Linear Projections

One of the most straightforward solution for classification is to project the data linearly and to perform Naive Bayes classification on the projected data. Here we present different ways for projecting the data linearly onto one or two dimensions.

Principal Component Analysis (PCA)
PCA seeks the directions of maximum variance (corresponding to the eigenvectors of the data covariance matrix), and projects the data onto the first Principal Component (eigenvector whose eigenvalue is the largest). No distinction is made between samples belonging to different classes. More information on Wikipedia.

Linear Discriminant Analysis (LDA)
LDA models each sample class separately and finds the direction that maximizes the distance between the two distributions. In its basic form, LDA models each class as a gaussian distribution of equal variance. More information on Wikipedia.

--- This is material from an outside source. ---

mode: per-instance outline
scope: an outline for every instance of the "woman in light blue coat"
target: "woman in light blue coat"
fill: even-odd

Fisher Linear Discriminant
Fisher-LDA extends LDA by modeling each class as a gaussian distribution of individual variance (instead of a single variance common to both distributions as in standard LDA). If the two classes have similar distributions, there will be no visible difference between LDA and Fisher-LDA. More information on Wikipedia.

Independent Component Analysis (ICA)
ICA looks for the directions that maximize data independence. While in the previous cases the components are always orthogonal, ICA can project the data along non-orthogonal dimensions. More information on Wikipedia.

Kernel Parameters
More information on Wikipedia.

Naive Bayes
Regardless of the method used for projection (if any), The data is separated into positive and negative classes, and the probability of a sample belonging to each class is computed separately. The response of the classifier in this implementation is a Maximum A Posteriori (MAP) decision rule. More information on Wikipedia.

The interface presents two buttons, that allow to visualize the projection of the data into components space, and to switch the current data in the canvas from the source samples to the projected samples, and back again.